The system hadn't updated Mark and Donny's digital food stamp accounts for the month. It was over two weeks late and they told me on the sidewalk one morning they were hungry. Mark's revenue from canning wasn't earning enough to keep him in meals and malt liquor. The competition for returnable cans and bottles was intense, occasionally verging on hostile, in Sellwood.
Mark and Donny were flat broke. They tried explaining why they no longer revived benefits. It was something about how the state required recipients to renew and/or verify their status and the whole process and explanation was very unclear to me.
They said they could solve the digital impasse by using apps on their phones, only they didn't have phones. They could visit the library and use computers to solve the problem but the web site demanded mailing addresses and they didn't have mailing addresses. Besides, the web site option took days.
Their only option was to ride a bus downtown to a homeless services center situated in a “dystopia nightmare,” according to Donny, stand in line, and meet with a real human being face to face to fix the digital problem.
When Mark and Donny told me they were hungry, really hungry, starving, it was the first time I'd heard an American adult say that in the context of having no money to pay for food and the required money was nowhere in sight.
The problem about riding the bus downtown was that Mark and Donny were broke. I could have driven them downtown later that afternoon but didn't want to and felt shitty for my refusal. I reached into my wallet and extricated two $20 bills. I handed one to each man and said, food only, no booze, no cigarettes and get on the bus and get shit straightened out with the accounts! I actually raised my voice!
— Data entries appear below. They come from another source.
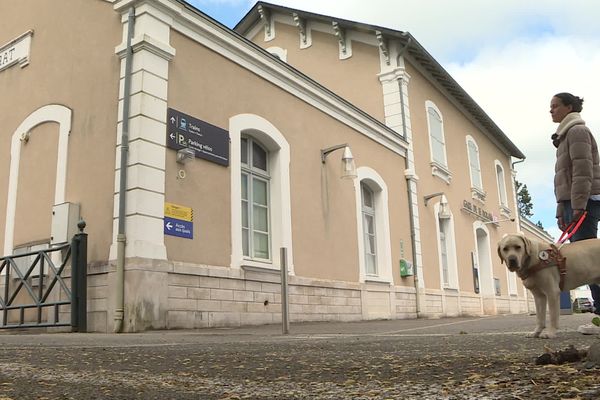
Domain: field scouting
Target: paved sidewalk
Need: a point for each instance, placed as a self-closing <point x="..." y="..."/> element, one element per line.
<point x="503" y="324"/>
<point x="449" y="358"/>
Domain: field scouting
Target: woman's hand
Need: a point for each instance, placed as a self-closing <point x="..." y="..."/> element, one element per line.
<point x="561" y="224"/>
<point x="577" y="214"/>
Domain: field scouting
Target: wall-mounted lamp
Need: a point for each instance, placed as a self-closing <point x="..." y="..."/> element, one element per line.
<point x="184" y="155"/>
<point x="444" y="211"/>
<point x="348" y="167"/>
<point x="496" y="222"/>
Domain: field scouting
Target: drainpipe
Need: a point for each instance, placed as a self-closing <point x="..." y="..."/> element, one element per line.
<point x="411" y="211"/>
<point x="516" y="200"/>
<point x="121" y="238"/>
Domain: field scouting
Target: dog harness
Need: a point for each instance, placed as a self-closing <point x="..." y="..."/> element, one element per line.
<point x="548" y="258"/>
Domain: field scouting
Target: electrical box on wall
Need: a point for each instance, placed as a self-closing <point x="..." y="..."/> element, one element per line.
<point x="65" y="217"/>
<point x="406" y="268"/>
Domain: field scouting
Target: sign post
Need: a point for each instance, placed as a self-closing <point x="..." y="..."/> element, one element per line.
<point x="208" y="141"/>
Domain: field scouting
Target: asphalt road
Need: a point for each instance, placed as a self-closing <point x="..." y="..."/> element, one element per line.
<point x="453" y="358"/>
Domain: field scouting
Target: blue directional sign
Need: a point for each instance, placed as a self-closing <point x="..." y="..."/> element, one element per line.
<point x="208" y="141"/>
<point x="179" y="228"/>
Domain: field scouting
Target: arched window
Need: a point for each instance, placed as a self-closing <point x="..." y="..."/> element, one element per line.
<point x="437" y="142"/>
<point x="255" y="178"/>
<point x="372" y="217"/>
<point x="260" y="194"/>
<point x="447" y="249"/>
<point x="369" y="232"/>
<point x="502" y="196"/>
They agreed. I didn't make them swear an oath but came close. I put it at 50/50 they'd follow through and not drink up the dough.
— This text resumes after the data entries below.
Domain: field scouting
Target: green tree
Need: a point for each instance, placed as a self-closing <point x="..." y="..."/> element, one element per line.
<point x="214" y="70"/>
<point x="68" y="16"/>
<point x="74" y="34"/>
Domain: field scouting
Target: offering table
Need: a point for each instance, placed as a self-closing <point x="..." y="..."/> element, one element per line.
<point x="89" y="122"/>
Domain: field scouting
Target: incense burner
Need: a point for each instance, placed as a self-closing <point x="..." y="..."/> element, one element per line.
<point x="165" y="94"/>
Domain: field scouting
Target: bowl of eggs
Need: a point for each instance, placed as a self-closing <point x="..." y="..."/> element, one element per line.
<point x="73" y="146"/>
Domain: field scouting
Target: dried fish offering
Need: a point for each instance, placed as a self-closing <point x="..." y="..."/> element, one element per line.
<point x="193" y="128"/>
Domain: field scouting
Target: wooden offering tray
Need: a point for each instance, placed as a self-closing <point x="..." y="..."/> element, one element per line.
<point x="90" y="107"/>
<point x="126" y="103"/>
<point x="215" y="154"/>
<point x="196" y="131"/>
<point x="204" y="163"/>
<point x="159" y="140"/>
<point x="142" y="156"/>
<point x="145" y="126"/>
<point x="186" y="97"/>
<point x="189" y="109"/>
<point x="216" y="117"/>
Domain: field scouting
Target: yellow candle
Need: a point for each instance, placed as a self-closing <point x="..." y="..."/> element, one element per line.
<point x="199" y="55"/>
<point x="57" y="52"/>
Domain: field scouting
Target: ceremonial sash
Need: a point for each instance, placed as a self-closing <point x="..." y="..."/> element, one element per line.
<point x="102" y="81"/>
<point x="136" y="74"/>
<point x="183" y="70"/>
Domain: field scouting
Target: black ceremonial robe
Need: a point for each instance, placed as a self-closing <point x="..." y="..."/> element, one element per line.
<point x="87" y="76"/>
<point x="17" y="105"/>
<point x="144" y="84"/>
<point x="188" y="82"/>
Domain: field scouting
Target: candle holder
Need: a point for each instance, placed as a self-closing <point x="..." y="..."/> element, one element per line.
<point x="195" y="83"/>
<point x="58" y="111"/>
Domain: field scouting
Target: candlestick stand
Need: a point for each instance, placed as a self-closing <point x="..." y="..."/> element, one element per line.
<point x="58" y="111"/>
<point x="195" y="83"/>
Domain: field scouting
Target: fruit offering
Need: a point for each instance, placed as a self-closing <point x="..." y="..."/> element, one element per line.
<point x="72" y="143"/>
I really have no idea what I'm doing in these situations. There is no training, no institutional cover, no flow chart, only instinct. There is only making instant decisions and hoping it somehow works out in some capacity for Mark and Donny. It often occurs to me that it won't.
(Note: A day later I ran into Mark and Donny malt liquoring on the sidewalk. Donny had ridden the bus downtown and taken care of business. Mark had not. Like I said, 50/50.)
You should continue to trust your instincts!